One time, Ron and I were dining out locally and we were told they were out of potatoes when Ron attempted to order a baked tubar to go along with his chocen hunk of meat at a steakhouse. This was unacceptable to Ron who plainly informed our unfortunate server: “you know they sell potatoes at Krogers”. (It was shocking to me, too, that Ron would be so bold.)
Why is is that restaurants run out of items and instead of, say… going to Kroger, they tell customers they don’t have the item?
I can see a legitimate reason being that the food item is a specialty item, one not found in the Krogers and Sam’s Clubs of the world. I am certain the reason Vandalia Grille had to tell customers they were out of sweet potato fries on my recent visit is that the fries they serve come to the restaurant frozen with a light coating on them to make them crispy. No delivery = no sweet potato fries in instances like that. (They were also out of salmon on the same visit.)
If a joint is out of tomatoes, which also has happened to me, why don’t they just go to a grocery store and get some, like in the baked potato scenario? Are they worried the tomatoes will be of substandard quality? Do they really think the customer is going to notice when it’s slapped on a burger with a half dozen other components? Could the server possibly explain they are using tomatoes from an emergency supplier, not the usual one, if that is a concern? There’s simply no excuse with the potatoes.
Why did they run out of something in the first place?
Let’s take it a step farther, a step back into inventory and management. On my first visit to Vandalia, they were out of sweet potato fries then, too, but received a delivery just in time for us to enjoy their crispy, salty goodness. Surely they predicted that when we posted our rave review, folks would be pouring in to have a taste for themselves. The things are FROZEN for goodness sake – it’s not like they’ll spoil if you have to keep them an extra few days before throwing them in the hot tub.
Do restaurants look at sales records to see what products are moving and at what pace? Do they monitor product inventory to ensure they have enough product on hand to satisfy demand? Are smaller restaurants at the mercy of unreliable suppliers?
Daniel has become frustrated with Charleston Bread after being turned away time and again because they are out of, you guessed it: bread.
I know one thing: as a customer, it is extremely disappointing to go to an eatery for a particular item only to find out you can’t have it. I suggested the location of my girls-night-out solely based on the menu. I don’t mean to be picking on Vandalia Grille, because it happens frequently in a lot of other restaurants. I just really, really wanted those fries.

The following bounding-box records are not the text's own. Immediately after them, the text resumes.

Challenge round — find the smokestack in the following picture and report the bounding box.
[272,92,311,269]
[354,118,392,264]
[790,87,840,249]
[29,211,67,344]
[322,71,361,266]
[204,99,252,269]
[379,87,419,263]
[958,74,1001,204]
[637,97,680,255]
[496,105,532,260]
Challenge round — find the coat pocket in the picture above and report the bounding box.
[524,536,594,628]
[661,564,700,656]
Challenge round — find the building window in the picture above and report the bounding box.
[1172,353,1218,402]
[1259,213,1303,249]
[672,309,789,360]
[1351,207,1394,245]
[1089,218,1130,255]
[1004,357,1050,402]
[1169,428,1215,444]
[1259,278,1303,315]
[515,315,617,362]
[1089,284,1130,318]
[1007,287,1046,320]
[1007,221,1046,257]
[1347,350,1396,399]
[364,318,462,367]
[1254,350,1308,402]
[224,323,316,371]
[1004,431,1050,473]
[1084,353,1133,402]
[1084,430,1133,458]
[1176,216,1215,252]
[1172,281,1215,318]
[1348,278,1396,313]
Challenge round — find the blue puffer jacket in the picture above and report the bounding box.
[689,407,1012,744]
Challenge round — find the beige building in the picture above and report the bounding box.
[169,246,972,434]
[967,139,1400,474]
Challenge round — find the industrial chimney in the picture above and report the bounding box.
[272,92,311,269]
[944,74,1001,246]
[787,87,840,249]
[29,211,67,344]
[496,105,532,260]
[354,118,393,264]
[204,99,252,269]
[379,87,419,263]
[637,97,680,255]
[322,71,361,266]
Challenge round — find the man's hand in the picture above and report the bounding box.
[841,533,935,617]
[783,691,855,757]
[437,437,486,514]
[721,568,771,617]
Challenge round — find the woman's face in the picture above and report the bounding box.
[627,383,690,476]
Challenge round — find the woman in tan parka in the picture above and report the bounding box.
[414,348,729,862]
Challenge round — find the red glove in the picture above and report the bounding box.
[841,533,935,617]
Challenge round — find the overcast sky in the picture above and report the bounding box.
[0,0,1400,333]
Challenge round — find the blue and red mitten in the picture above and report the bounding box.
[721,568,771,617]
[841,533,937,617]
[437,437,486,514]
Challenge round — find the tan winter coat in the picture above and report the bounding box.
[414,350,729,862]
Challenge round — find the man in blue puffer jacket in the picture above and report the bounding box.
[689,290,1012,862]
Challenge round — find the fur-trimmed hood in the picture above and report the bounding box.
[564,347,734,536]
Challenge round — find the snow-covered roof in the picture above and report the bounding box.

If the restaurant is out of something, why can’t they tell you right up front?
I studied a menu board at Mr. Wilson’s recently, never having been there before, and decided on the low-carb wrap. When I went to the counter, I learned they were out. Couldn’t they have crossed it off the dry-erase board? At Vandalia, when we were handed the menus, I feel our server should have told us they were out of a couple items. Of course she may not have been at fault – the kitchen or manager may not have communicated that information to the waitstaff in a timely manner.
Then there are the unacceptable substituions.
At Bridge Road Bistro, a companion poured over the menu, struggling to make a decision. They were told “we are out of chicken breasts, the chef is substituting chicken thighs. Is that alright?”. Um….no. A thigh (dark meat) is not a substitution for a breast (white meat), at least not for me and the customer who tried to order the chicken breast sandwich. But I do give them credit for addressing the situation in some way. However, are the chicken breasts they use at BRB really so special that ones from Ashton Place Kroger would have been detectable in the finished dish?
When have you had an experience like this?
Have you, as a server, had to break the news to someone that their order couldn’t be filled?
Restaurateurs, if there are any reading, what challenges do you face managing food inventory, dealing with suppliers, and making substitutions?